I think a more interesting discussion might be what exactly the difference between "errors" and "exceptions" is in computing, though I'm not sure there is one in practice. (I think in theory, "errors" are supposed to be caused by factors external to your program, like hitting memory constraints, while "exceptions" are internal to your program? I'm not sure if this is universally true though or just a java-ism - and even in java it's not consistently followed through everywhere).
So until this is decided, I think the most useful practical definition of exceptions is "it's a special language construct that makes it easier to manage errors".
There was a book “C Interfaces and Implementations” by David R. Hanson and he put it so: there are user errors (input/data errors), program bugs (things we 'assert') and everything else are exceptions.
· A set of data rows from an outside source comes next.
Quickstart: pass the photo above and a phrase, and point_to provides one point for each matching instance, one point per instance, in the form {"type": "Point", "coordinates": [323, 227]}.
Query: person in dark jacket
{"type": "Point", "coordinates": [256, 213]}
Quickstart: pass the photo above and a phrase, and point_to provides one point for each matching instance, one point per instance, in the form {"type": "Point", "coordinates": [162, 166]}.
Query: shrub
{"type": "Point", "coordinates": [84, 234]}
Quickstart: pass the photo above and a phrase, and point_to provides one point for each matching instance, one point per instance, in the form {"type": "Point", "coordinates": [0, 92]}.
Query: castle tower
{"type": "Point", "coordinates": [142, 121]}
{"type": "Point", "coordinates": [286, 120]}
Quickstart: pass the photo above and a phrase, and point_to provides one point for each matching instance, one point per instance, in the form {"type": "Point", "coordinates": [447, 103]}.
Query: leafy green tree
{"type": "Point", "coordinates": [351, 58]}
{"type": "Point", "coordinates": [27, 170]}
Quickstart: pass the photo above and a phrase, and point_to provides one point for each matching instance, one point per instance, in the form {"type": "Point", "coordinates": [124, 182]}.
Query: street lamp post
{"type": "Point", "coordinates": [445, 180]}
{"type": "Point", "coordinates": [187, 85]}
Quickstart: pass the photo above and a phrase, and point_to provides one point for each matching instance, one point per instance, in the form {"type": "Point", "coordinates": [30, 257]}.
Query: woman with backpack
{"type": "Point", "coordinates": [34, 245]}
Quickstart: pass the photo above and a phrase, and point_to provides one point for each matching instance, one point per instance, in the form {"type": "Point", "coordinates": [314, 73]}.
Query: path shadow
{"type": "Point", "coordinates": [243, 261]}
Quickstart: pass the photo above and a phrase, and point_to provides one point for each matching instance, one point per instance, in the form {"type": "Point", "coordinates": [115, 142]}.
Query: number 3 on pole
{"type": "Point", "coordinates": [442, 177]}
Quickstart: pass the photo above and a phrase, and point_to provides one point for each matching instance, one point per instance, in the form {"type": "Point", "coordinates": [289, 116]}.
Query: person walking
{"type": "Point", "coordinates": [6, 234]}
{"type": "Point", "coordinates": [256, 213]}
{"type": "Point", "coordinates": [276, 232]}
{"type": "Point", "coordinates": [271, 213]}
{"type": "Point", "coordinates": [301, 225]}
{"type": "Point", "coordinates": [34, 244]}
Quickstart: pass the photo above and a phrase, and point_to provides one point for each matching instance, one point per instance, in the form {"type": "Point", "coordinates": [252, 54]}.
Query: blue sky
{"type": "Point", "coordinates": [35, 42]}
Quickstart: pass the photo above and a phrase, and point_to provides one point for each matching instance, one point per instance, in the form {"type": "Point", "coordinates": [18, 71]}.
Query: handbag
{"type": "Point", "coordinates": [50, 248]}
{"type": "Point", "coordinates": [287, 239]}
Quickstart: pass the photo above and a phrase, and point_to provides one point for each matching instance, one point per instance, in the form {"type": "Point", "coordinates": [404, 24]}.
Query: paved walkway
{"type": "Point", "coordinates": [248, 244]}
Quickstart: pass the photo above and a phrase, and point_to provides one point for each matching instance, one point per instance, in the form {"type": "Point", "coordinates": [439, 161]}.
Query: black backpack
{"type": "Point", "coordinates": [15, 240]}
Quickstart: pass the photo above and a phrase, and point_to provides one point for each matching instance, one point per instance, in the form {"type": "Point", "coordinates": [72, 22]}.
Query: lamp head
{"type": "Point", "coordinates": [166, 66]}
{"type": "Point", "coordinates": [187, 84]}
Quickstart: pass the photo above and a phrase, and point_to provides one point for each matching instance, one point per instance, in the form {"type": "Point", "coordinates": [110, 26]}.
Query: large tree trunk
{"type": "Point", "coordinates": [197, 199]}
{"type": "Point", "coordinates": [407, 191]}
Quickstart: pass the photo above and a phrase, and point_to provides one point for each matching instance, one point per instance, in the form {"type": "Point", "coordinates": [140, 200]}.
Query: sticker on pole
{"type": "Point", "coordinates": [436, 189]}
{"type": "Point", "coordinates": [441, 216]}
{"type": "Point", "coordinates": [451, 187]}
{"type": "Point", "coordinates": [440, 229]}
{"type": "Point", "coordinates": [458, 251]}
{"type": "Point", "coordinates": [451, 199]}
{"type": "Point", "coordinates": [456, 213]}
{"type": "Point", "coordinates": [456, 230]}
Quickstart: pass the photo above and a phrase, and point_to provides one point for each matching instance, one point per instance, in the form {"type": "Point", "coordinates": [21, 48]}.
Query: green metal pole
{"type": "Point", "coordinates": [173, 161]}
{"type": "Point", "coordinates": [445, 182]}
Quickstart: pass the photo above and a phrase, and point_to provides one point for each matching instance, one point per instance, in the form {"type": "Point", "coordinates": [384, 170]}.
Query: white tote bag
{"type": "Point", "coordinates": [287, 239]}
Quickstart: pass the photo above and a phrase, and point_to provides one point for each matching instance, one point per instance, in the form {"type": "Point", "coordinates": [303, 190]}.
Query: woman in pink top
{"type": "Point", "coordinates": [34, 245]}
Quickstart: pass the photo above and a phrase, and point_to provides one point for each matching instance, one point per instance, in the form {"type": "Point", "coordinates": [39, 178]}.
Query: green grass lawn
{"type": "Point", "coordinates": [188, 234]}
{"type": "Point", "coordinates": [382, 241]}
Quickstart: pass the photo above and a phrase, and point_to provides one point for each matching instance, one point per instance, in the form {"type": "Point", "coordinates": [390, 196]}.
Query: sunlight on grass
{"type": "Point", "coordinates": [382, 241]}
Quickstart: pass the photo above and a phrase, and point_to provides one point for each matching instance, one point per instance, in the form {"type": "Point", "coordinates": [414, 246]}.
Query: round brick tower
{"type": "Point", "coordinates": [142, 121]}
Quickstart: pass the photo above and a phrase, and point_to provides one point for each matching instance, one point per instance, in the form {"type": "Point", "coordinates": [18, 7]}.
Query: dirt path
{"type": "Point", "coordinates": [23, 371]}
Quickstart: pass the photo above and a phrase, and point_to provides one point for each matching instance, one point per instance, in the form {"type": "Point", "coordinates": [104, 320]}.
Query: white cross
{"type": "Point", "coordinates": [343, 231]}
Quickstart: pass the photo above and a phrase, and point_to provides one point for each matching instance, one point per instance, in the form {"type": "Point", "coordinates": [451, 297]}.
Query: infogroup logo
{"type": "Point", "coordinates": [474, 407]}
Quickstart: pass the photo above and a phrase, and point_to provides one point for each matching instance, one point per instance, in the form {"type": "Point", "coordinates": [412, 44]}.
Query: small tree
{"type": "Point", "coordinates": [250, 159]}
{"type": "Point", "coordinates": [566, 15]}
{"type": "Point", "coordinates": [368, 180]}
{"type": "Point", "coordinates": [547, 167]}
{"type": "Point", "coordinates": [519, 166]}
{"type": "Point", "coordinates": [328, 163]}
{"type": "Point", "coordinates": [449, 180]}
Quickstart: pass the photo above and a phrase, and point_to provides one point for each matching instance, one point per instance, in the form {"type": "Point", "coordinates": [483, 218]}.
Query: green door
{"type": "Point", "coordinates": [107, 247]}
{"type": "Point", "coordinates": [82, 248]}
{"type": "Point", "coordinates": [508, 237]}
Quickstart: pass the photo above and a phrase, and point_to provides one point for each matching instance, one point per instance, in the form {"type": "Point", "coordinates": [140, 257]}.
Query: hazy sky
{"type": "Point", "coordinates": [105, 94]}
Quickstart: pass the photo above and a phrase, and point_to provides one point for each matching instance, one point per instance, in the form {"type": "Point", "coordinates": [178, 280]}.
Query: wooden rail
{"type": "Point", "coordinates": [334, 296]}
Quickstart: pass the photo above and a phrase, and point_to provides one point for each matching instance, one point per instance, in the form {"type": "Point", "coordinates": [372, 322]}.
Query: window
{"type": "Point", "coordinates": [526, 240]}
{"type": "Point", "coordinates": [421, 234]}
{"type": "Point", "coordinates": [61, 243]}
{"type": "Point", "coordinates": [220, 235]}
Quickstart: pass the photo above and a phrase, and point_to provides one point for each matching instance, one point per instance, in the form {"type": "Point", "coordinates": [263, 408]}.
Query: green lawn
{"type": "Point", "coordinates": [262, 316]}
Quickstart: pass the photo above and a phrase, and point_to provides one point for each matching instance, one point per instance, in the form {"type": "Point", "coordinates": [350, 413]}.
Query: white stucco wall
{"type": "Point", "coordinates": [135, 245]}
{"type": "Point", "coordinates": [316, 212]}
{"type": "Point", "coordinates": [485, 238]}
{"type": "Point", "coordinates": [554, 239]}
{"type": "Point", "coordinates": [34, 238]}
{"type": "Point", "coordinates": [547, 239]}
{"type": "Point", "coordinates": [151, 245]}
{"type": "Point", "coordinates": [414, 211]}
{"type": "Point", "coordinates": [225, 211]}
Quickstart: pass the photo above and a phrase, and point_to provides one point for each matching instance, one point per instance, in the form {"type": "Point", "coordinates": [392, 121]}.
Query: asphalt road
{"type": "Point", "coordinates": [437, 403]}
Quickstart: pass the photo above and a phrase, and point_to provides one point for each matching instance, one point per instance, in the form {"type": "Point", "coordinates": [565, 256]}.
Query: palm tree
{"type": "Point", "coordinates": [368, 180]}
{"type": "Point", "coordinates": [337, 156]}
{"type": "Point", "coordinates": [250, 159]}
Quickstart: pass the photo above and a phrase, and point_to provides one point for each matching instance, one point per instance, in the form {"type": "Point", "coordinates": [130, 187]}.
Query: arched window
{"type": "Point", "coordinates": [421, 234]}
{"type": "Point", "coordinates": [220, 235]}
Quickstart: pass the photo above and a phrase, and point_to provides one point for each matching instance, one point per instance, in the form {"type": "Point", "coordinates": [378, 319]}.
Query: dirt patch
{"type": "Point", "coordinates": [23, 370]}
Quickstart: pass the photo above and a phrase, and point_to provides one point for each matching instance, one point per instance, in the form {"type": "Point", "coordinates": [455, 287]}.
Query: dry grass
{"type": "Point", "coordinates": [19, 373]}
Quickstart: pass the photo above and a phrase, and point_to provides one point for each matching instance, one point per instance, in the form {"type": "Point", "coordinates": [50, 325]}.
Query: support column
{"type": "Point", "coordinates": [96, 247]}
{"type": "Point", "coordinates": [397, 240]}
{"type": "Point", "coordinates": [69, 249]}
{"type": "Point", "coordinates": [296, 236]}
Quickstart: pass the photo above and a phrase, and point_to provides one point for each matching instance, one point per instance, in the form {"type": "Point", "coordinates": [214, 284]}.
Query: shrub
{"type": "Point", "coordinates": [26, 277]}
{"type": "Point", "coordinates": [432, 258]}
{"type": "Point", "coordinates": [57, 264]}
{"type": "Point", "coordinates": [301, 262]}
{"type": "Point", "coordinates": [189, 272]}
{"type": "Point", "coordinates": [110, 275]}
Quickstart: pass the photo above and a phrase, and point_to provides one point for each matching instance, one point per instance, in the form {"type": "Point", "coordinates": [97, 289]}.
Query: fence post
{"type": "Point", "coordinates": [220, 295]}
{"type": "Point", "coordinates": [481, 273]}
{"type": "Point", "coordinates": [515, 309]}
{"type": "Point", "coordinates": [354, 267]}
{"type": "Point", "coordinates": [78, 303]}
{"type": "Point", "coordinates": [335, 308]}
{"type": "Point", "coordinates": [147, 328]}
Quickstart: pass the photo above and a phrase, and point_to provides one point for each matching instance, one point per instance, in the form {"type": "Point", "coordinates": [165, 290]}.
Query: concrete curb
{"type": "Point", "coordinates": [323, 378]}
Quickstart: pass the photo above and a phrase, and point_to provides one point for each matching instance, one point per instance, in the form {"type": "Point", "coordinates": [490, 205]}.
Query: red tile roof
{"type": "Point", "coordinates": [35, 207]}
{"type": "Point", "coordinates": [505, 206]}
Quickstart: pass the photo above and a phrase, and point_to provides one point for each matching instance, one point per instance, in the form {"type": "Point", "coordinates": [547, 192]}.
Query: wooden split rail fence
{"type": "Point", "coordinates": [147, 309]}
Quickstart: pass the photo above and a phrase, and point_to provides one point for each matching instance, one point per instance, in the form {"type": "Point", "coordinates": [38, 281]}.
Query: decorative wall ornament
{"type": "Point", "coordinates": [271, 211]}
So a non-existent file is a user error, uninitialized memory is a program bug, and an arithmetic overflow is an exception. Not sure if this is useful.
I myself think errors and exceptions are misleading terms. There is an instruction; it does this and that and can produce the following results. We call some of there results errors because usually we imply a goal. But instructions do not really have goals. We search for a key in a dictionary and either find it or not. Either result can be an error or not an error depending on whether we expect the key to be there or want to make sure it does not exist. Yet the searching instruction is same. There is no reason to prefer one result or another. It is more important to make all the necessary distinctions.
> There was a book “C Interfaces and Implementations” by David R. Hanson and he put it so: there are user errors (input/data errors), program bugs (things we 'assert') and everything else are exceptions. So a non-existent file is a user error, uninitialized memory is a program bug, and an arithmetic overflow is an exception.
I don't agree with this definition in the same way I don't agree with many others not found in books.
These definitions always reflect the personal view of their authors, but are fundamentally just an interpretation of their own thoughts. There is nothing objective about it. It's just a philosophical or semantic debate.
For example, why is uninitialized memory a bug, but an arithmetic overflow is not? In both cases it would have been the developers responsibility to initialize the memory and prevent an arithmetic operation that overflows.
In his interpretation exceptions were just a little short of being fatal errors. They were almost fatal errors but with an optional escape hatch. But I agree all these distinctions are vague and do not seem to be fundamental differences.
Exceptions are a side effect of nice syntax. When we write
a = b + c
in a modern language quite a lot can happen behind the scenes. Yet the form implies 'a' will always be a sum of 'b' and 'c' whatever this means. There is no notion of 'a' not being a sum. So it seems there are two ways: either we provide a separate error handling mechanism (exceptions) that stops the execution and leaves 'a' undefined or we somehow turn 'a' into either a sum of 'b' and 'c' or an error (sum types).
Errors have the connotation that something has gone wrong, exceptions do not. Exceptions as used in CS also do not have the connotation that they are unusual, as pointed out by the article. But generally, every error can be made into an exception.
As far as deciding on what they mean, I have brought up ChatGPT's definitions in arguments and been laughed at. People seem more interested in arguing than in making their vocabulary precise.
[citation needed]
> In English, “exception” means, “something unusual.” But if this code snipet raises ValueError 60 per cent of the time and prints the contents of a web page 10 per cent of the time … well, surely we need a new term?
The purpose of this code snippet is to download a web page and show it to the user. The code considers situations that lead to it not fulfilling its purpose “exceptional”. If someone exits when they see a prompt for a URL, or type gibberish, why did they run a program to download a web page in the first place?